I have little doubt that the searchers will find the crash site, but after all this time, one cannot help but think that when the find comes, it will not be happy news. Which is why I hope against hope that this time, technology will let us down and Fossett’s disappearance will remain a mystery.
Fossett cheated death on many occasions and skated through hazards that would give an angel goosebumps. He soloed the world in a balloon, then soloed again in a nonstop unrefueled aircraft. His crashes included a 9,000 meter plunge into the Coral Sea, and his near-misses are too numerous to recount. After all that, spanging-in somewhere in Nevada would be as anti-climatic as Lawrence of Arabia cheating death in the desert only to be hit by a car on anEnglish countryside lane.

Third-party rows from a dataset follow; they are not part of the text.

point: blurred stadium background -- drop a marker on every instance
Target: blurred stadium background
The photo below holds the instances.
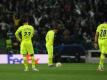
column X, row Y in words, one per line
column 77, row 20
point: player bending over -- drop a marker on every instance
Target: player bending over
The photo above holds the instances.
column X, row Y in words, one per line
column 26, row 47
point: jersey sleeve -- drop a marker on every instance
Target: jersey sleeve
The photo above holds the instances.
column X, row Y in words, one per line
column 51, row 38
column 32, row 31
column 17, row 33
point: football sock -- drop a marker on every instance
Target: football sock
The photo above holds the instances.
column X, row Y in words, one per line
column 50, row 61
column 102, row 57
column 25, row 62
column 33, row 62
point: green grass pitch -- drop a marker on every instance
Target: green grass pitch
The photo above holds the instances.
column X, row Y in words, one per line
column 72, row 71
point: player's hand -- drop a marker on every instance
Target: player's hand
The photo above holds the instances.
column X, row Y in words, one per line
column 96, row 45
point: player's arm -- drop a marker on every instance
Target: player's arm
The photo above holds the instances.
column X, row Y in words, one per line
column 51, row 38
column 17, row 34
column 33, row 31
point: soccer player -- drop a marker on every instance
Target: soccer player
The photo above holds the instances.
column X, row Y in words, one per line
column 26, row 47
column 101, row 41
column 49, row 45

No, it is better if Fossett is never found. The only appropriate capstone for his myriad adventures would be for him to disappear in a cloud of mystery, joining the likes of Ambrose Bierce, Judge Crater, and Amelia Earhart in that most elite of clubs, that of the famous disappeared. Author and journalist Bierce — the “old Gringo”- disappeared somewhere in Mexico in the midst of a revolution. New York Supreme Court Judge Crater, the “Missingist man in New York” walked out of a restaurant, bid his friends adieu, and disappeared like a puff of smoke into the night. And explorers are still searching for Earhart’s plane lost in the Pacific on the eve of World War II, while conspiracy theorists and UFO-buffs have concluded that she was either kidnapped by the Japanese and became Tokyo Rose or was carried off by aliens.
Fossett deserves to join this most exclusive of clubs. But it is a club that keeps shrinking. Jet-hijacker D.B. Cooper (not even his real name!) is still out there somewhere, but author-pilot Antoine de Saint-Exupéry‘s decades long sleep was disturbed by sonar-wielding explorers who found his plane off the French Riviera. Jimmy Hoffa is remains missing, but mountaineer George Mallory, who disappeared on Everest in 1924 has been found thawing out of a snow field high on the slopes of the mountain.
So, Steve, wherever you are, stay there. If the aliens in Area 51 didn’t transport you to a parallel universe, I at least hope you are tucked away deep in a canyon where Google’s software can’t peer and pilots dare not fly. Fame may come from knowing, but immortality only comes for adventurers when it is wrapped in the shroud of mystery.